Aktionstag

Schmerzversorgung bereitet Schmerzen

Fast jeder dritte Bundesbürger hat chronische Schmerzen - doch für die Betroffenen wird vielerorts zu wenig getan, bemängeln Experten. Ihre Lösung: Ärzte, Patient, Therapeuten, Pfleger und Apotheker müssen besser zusammenarbeiten.

Angela MisslbeckVon Angela Misslbeck Veröffentlicht:
Schmerz lass nach.

Schmerz lass nach.

© drubig-photo / fotolia.com

BERLIN. Bis zu 28 Millionen Menschen in Deutschland leiden an chronischen Schmerzen, sechs bis acht Millionen sind dadurch dauerhaft beeinträchtigt.

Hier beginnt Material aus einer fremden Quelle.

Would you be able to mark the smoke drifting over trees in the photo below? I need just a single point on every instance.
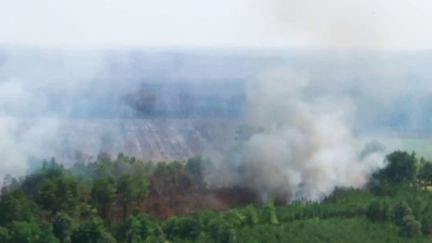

Doch von einer flächendeckenden, adäquaten Versorgung dieser Patienten ist Deutschland weit entfernt. Die Deutsche Schmerzgesellschaft (DSG) fordert deshalb, dass die Politik dem Thema "Schmerz" Top-Priorität einräumt.

Wie bei den Allgemeinmedizinern gebe es auch in der Schmerztherapie in Ballungszentren meist eine sehr gute Versorgung, in vielen anderen Gebieten sei der hohe Bedarf aber nicht gedeckt, so DSG-Präsident Professor Michael Schäfer am Aktionstag am 2. Juni gegen den Schmerz in Berlin.

Die DSG erarbeitet nun einen Schmerzatlas, der für 800 Regionen Bedarf und Angebot der Schmerzversorgung darstellt.

"Wir denken, dass das in gewissen Regionen katastrophal ist", sagte Schäfer. Er fordert: "Wir müssen auch in der Schmerzversorgung wie in der Palliativmedizin darauf hinarbeiten, dass eine flächendeckende Versorgung gewährleistet ist."

Kooperation für wirksame Schmerztherapie

Anschub für die nötige interdisziplinäre Schmerzdiagnostik erhofft sich die DSG von dem geplanten Zweitmeinungsverfahren.

"Jeder Facharzt, der diese Patienten alleine behandeln will, scheitert mit seiner Therapie. Das ist nachgewiesen. Nur ein Verbund von verschiedenen Disziplinen führt dazu, dass diesen Patienten wirklich geholfen werden kann", sagte Schäfer.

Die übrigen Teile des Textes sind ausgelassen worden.